De leden van de fracties van de PvdA en de VVD vragen of in artikel 7.17.1.4 lid 1 (en ook art. 7.17 1. 6. lid 4) sprake is van de individuele verzekeraar of de redelijk handelende verzekeraar (zie HR 19 mei 1978, NJ 1978, 607, Hotel Wilhelmina).

Het arrest Hotel Wilhelmina is niet met zoveel woorden in het nieuwe recht neergelegd. In artikel 7.17.1.4 lid 1 wordt immers gesproken over feiten waarvan de beslissing van de verzekeraar afhangt of kan afhangen. Indien evenwel een verzekeraar een acceptatiebeleid hanteert dat afwijkt van dat van een redelijk handelende verzekeraar, dan is dit bij toepassing van artikel 7.17.1.4 lid 1 alleen van betekenis indien de verzekeringnemer zulks wist of behoorde te begrijpen. Is dit laatste niet het geval dan zal ingevolge 7.17.1.4 lid 1 buiten de mededelingsplicht vallen hetgeen een verzekeraar, anders dan andere verzekeraars, relevant acht. Langs deze weg wordt een zelfde resultaat bereikt als met het door deze leden genoemde arrest. Zie ook Asser-Clausing-Wansink, 5-VI, nr. 104. Wordt aldus een beperking bereikt voor de omvang van de mededelingsplicht, dan werkt dit ook door in artikel 7.17.1.6 lid 4, in die zin dat de verzekeraar voor aldus buiten de mededelingsplicht vallende feiten zich ook niet aan uitkering kan onttrekken door te stellen dat hij bij kennis daarvan in het geheel geen verzekering zou hebben gesloten.

7.17.1.5

De leden van de fracties van de PvdA en de VVD vragen voorts wat in de zin van artikel 7.17.1.5 lid 1 moet worden verstaan onder «ontdekking» en hoe dit moet vaststaan. Zij vragen of dit al vaststaat in geval van een vermoeden of dat het klip en klaar moet vaststaan. Deze leden verwijzen daarbij ook naar lid 3: de situatie kan zich voordoen dat de verzekeringnemer misschien zelf vast gaat opzeggen uit paniek, terwijl dat wel erg voorbarig is. Deze leden menen dan ook dat het voor de hand ligt dat het dossier over mogelijke verzwijging min of meer rond moet zijn.

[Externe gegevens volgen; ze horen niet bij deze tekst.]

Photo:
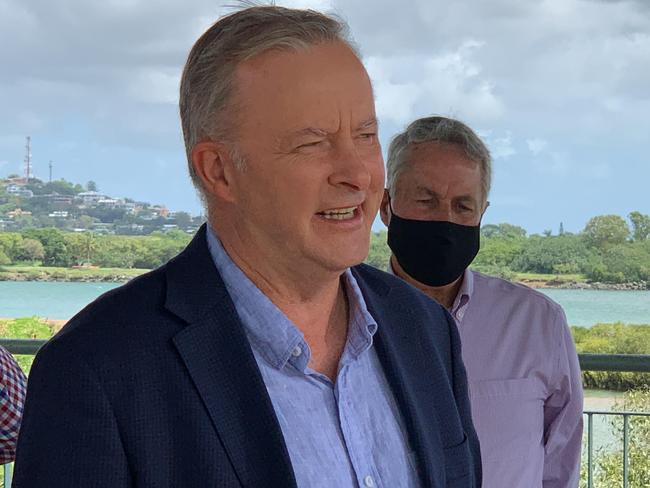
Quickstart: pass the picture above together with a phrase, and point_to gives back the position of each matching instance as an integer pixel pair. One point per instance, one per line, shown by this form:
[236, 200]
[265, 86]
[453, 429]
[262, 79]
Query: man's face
[313, 177]
[439, 182]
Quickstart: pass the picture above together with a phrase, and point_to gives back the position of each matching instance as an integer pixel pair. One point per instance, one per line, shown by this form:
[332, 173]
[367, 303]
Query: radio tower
[28, 159]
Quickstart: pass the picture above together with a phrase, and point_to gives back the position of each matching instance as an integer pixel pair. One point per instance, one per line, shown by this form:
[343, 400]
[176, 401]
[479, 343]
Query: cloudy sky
[559, 89]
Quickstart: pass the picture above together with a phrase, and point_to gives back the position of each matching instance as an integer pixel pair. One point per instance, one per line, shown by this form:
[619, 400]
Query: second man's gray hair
[443, 130]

Dit laatste kan ik beamen. Een vermoeden van schending van de mededelingsplicht is niet voldoende. Nodig is dat de verzekeraar daaromtrent een voldoende mate van zekerheid heeft. Aldus wordt ook voorkomen dat de verzekeringnemer al te snel wordt gesteld voor de vraag of hij de verzekering moet opzeggen.

7.17.1.10

Art. 7.17.1.10 ziet op de betaling van een vervolgpremie. De leden van de fracties van de PvdA en de VVD vragen of dit betekent dat als de aanvangspremie niet is betaald, het toegestaan is dat er geen dekking is. Zij merken op dat uit de parlementaire geschiedenis valt op te maken dat schorsing zou moeten zijn toegestaan en vragen waarom dit niet in de wet is vastgelegd.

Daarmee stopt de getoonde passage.